Sebagimana jalan Uwaisy al-Qorni, banyak cerita guru-gurtu besar sufi dibimbing secara rohani oleh Kanjeng Nabi Muhammad; dan guru-guru besar sufi ada yang membimbing muridnya melalui jalan rohani juga. Untuk membuktikan ini, kitab Afdholush Sholawât `alâ Sayyidis Sâdat karangan Syaikh Yusuf bin Isma`il an-Nabhani, dapat mengkonfirmasinya. Kitab itu menghimpun berbagai sholawat, yang di antaranya ada sholawat-sholawat yang disusun langsung dengan dibimbing oleh Kanjeng Nabi.
Jalan al-Khidriyah
Selain itu, juga ada sosok yang bernama Nabi Khidhir, sebagaimana diriwayatkan banyak guru sufi, yang di antaranya meriwayatkan wirid al-Musabba`at al-Asyara, dan dzikir sholawat pendek Shollalôhu alai wasalllam; dan beberapa jenis redaksi istighfar, redaksi tasbih, dan lain-lain; yang memberikan pengajaran dan mendidik guru-guru tertentu.
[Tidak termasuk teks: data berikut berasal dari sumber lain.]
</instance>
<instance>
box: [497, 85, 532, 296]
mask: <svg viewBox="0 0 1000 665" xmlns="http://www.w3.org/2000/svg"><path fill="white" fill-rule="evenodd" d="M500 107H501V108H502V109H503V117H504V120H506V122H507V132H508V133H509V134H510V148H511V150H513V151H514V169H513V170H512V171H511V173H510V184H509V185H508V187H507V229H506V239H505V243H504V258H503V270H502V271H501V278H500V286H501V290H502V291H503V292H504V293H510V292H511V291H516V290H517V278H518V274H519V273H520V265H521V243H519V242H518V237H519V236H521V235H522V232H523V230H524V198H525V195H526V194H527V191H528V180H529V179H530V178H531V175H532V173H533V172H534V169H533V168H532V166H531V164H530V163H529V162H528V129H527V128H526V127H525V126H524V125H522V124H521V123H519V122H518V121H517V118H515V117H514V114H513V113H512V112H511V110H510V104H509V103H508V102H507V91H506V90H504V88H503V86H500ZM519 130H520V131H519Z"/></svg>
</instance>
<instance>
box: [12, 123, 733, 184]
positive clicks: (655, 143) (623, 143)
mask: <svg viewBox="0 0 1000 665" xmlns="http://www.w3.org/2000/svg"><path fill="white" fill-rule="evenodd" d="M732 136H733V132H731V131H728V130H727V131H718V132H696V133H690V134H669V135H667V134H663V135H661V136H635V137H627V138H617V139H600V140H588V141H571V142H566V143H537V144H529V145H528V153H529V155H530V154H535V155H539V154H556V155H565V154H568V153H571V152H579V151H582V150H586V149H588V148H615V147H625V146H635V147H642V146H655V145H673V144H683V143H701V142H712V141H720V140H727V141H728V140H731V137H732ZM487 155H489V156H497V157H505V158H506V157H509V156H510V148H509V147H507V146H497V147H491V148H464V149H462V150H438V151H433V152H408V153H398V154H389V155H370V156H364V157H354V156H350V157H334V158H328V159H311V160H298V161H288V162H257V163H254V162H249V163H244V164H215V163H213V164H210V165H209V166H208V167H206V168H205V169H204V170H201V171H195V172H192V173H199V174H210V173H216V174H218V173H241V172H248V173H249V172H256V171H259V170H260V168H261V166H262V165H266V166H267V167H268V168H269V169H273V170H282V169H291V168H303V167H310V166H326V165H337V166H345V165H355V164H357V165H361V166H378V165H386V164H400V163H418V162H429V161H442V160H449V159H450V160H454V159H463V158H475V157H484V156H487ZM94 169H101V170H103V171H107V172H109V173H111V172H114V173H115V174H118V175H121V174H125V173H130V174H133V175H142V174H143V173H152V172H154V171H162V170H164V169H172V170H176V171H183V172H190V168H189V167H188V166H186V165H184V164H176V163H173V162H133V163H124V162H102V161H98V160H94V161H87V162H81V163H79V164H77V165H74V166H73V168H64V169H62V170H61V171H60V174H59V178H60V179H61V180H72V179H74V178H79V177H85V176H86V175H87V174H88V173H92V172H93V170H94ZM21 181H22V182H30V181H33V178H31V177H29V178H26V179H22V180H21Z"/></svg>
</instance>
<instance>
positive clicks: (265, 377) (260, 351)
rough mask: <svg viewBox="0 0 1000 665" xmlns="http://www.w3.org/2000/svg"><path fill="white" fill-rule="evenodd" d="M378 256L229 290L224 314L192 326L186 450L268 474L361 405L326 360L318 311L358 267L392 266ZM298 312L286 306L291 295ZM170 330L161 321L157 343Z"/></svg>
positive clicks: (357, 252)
Sebagian orang tidak mengakui ini, tetapi para guru besar sufi, mengakui ini dengan kesadaran sepenuhnya. Ilmu-ilmu kenabian dari Nabi Muhammad juga diajarkan kepada Nabi Hidhir, lalu diajarkan kepada sebagian umat Islam, seperti cerita wirid al-Musabbatul Asyaro, yang diketengahkan Imam al-Ghozali dalam kitab Ihyâ’; dan Abu Tholib al-Makki dalam Quttul Qulûb; dan cerita soal sholawat dengan redaksi pendek, shollallôhu `alâ Muhammad. Cerita sholawat dengan redaksi pendek yang diketengahkan kitab Afdholush Sholawât `alâ Sayyidis Sâdat, telah dijelaskan dengan gambling. Saya sendiri telah menulis jalan Khidir ini dalam tulisan berseri tentang Wali Abdal.
Al-Ulama’ Pendidik Umat
Ilmu-ilmu kenabian yang diajarkan melalui beberapa jalur itu, membawa pada pengertian bahwa Ahlu Bait Nabi adalah satu bagian; di mana bagian yang lain Nabi juga mewariskan kepada mereka yang ada di luar Ahlu Bait Nabi. Para Ahlu bait Nabi itu, pada akhirnya bercabang 2: satu berkiprah di kalangan Syiah dan satunya berkiprah di kalangan Ahlussunnah Waljamaah. Pewarisan ilmu-ilmu kenabian di luar Ahlu Bait Nabi itu, juga membawa implikasi ada orang-orang yang mewarisi ilmu-ilmu kenabian itu, berasal dari orang-orang di luar Arab, atau percampuran dari berbagai ras dan suku, antara Ajam dan Arab; antara Ahlu Bait dan bukan Ahlu Bait.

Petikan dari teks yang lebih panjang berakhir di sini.